# Please Don't Go (Donald Peers) -- composer?



## robert@fm (Jan 19, 2012)

Having recently purchased (as an Amazon download) the six-disc album "Original Hits -- '60s" (my second-biggest single download purchase so far, after the Pink Floyd "Discovery" box set; this one album has a running time of nearly six hours), I've found that it includes a lovely song, "Please Don't Go" by Donald Peers.

I wanted to know who the composer was, so I went into File Info (Alt+3 in Winamp) to bring up the ID3 information.  However, the composer is listed as Jackie Rae, which I know is at best only partially correct; he may have written the lyrics, and even arranged the tune a bit, but the melody is something classical.  So, does anyone here know who the real composer was?

(Also included is "A Lover's Concerto" by the Toys, and its file info has a similar error; the composer is listed as Denny Randell, but the tune is actually by an unknown Baroque composer, and is one of those collected by J. S. Bach in the Anna Magdelana Notebook.  It isn't even a concerto; it's a minuet.)


----------



## PhilT (Jan 19, 2012)

Talking of Donald Peers, I like the song 'Give Me One More Chance' that he sang.


----------



## David H (Jan 19, 2012)

According to this it was John Rae and Authur Reed ??

*http://music-releases.com/release/2103939/Please Don't Go*

___________________________

*And this says:*

He had a Top 10 chart entry in 1968 with "Please Don't Go", written by comedian Jackie Rae and Les Reed. 
In 1972 Peers returned to the stage after overcoming a severe back injury sustained in Australia, and had his last chart entry with the aptly titled "Give Me One More Chance". 

*http://www.music.us/biography/artist/25122/donald_peers.html*


----------



## mcdonagh47 (Jan 19, 2012)

the melody was taken from the Tales of Hoffman, an opera by Offenbach.


----------



## ukjohn (Jan 19, 2012)

Reading this thread and the mention of Donald Peers brings back emotional and pleasant memories of my mum.
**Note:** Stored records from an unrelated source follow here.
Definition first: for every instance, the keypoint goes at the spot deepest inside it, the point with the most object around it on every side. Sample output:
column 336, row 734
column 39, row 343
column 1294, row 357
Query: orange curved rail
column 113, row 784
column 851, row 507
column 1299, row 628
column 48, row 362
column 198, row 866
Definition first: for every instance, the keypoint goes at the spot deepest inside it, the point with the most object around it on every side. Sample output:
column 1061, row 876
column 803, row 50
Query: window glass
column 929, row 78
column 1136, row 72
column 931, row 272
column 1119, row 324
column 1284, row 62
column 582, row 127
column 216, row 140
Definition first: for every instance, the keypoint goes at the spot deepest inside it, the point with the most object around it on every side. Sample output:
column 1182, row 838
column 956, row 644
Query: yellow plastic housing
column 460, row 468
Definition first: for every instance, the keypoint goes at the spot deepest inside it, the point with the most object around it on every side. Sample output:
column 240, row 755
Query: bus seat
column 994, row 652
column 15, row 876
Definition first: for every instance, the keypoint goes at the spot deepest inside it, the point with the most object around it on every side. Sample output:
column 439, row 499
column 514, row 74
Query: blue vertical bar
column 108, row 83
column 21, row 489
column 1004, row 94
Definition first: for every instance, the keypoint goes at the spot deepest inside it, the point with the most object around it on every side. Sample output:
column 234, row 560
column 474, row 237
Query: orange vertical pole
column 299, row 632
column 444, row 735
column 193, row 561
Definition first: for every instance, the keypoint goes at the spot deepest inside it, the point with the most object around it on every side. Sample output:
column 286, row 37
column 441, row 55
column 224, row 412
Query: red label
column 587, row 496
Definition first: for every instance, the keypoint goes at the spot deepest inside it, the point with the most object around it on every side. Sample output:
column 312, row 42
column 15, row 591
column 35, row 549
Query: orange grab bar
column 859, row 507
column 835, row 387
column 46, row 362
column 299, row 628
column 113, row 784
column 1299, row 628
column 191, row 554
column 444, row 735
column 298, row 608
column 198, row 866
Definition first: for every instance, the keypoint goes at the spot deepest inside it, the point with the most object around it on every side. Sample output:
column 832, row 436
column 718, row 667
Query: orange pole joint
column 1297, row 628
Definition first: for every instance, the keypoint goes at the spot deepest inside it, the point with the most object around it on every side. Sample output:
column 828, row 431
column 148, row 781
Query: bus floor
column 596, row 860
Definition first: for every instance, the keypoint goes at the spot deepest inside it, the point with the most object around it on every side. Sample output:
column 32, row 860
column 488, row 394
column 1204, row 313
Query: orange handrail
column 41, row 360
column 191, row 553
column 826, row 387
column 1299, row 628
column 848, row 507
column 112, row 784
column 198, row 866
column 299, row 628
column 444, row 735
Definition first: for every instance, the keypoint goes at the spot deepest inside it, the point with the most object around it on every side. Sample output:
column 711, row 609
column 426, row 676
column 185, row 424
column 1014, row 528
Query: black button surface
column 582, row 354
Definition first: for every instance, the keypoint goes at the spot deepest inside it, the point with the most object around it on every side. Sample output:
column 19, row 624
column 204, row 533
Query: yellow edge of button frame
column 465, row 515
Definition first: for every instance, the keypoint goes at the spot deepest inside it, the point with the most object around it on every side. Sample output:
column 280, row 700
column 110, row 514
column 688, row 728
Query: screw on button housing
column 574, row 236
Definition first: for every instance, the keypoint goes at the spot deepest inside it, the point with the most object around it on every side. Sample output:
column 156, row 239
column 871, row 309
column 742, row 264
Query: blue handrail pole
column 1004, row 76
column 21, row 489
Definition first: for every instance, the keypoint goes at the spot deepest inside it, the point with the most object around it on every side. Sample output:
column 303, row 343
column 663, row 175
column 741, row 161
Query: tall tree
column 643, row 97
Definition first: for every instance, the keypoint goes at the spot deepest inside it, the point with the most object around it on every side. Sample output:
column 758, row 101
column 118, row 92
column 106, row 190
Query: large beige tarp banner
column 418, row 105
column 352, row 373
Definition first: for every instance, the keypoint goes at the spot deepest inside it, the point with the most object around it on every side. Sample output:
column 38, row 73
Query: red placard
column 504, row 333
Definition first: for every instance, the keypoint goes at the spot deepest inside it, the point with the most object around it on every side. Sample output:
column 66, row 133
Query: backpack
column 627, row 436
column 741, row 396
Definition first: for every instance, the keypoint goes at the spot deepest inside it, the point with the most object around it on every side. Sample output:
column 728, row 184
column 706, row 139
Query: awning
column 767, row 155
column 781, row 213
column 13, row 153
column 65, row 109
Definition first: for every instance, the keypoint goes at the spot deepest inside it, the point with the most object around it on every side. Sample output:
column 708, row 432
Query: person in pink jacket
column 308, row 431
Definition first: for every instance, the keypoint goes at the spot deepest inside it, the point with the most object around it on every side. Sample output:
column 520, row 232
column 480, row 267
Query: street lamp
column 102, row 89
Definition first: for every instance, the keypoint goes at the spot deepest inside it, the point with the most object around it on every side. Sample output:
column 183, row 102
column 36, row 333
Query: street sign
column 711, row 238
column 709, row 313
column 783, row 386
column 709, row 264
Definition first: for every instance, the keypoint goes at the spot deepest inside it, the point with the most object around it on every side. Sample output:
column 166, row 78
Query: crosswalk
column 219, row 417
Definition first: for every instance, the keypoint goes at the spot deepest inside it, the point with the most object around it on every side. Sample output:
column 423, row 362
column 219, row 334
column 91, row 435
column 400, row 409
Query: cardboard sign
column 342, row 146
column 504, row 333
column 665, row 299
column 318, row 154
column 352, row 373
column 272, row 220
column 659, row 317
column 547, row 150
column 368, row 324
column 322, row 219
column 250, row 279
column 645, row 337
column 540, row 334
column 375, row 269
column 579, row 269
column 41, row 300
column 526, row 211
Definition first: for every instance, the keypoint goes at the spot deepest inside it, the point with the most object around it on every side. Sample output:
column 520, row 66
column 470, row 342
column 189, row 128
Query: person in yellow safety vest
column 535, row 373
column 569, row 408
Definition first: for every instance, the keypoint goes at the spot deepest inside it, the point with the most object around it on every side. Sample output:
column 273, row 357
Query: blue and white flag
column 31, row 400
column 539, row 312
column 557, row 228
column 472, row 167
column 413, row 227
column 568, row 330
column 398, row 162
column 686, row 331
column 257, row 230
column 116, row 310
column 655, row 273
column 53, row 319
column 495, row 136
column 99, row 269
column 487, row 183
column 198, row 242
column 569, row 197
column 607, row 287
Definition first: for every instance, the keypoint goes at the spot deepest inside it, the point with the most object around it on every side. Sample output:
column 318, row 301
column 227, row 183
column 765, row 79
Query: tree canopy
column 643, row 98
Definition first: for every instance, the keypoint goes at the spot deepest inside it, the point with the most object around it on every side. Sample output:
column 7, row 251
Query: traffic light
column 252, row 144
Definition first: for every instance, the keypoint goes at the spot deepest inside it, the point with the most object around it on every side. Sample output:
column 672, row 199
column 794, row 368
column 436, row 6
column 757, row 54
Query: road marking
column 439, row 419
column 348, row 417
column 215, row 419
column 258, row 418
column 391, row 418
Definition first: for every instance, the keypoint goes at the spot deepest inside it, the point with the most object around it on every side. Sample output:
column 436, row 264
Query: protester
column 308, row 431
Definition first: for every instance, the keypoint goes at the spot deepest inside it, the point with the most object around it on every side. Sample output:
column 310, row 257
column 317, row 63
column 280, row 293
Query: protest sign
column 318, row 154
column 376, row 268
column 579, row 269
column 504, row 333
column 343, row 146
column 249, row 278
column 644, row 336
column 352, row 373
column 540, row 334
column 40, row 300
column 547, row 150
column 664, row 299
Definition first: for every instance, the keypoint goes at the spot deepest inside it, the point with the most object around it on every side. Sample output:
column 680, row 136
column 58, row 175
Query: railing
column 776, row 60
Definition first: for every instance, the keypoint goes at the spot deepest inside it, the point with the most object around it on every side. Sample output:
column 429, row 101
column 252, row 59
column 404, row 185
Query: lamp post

When I was a teanager in the late 50s/early 60s, every Sunday Donald peers had a radio show, and I always sat with my mum to listen to the show, my mum was one of his biggest fans, although now in my 70s it brought back to me how much I still miss my mum.

Sorry to sound all soppy on your thread Robert..

John


----------



## mcdonagh47 (Jan 19, 2012)

mcdonagh47 said:


> the melody was taken from the Tales of Hoffman, an opera by Offenbach.



Its here on youtube ...a duet called the Barcarolle ....

http://www.youtube.com/watch?v=sQR0LQskL4E&feature=fvsr


----------



## ukjohn (Jan 19, 2012)

Thanks for that link McDonagh47. I've only ever heard the popular musical version of that tune, but I must admit that vocal version was fantastic, the girls voices complimented each other.

John.


----------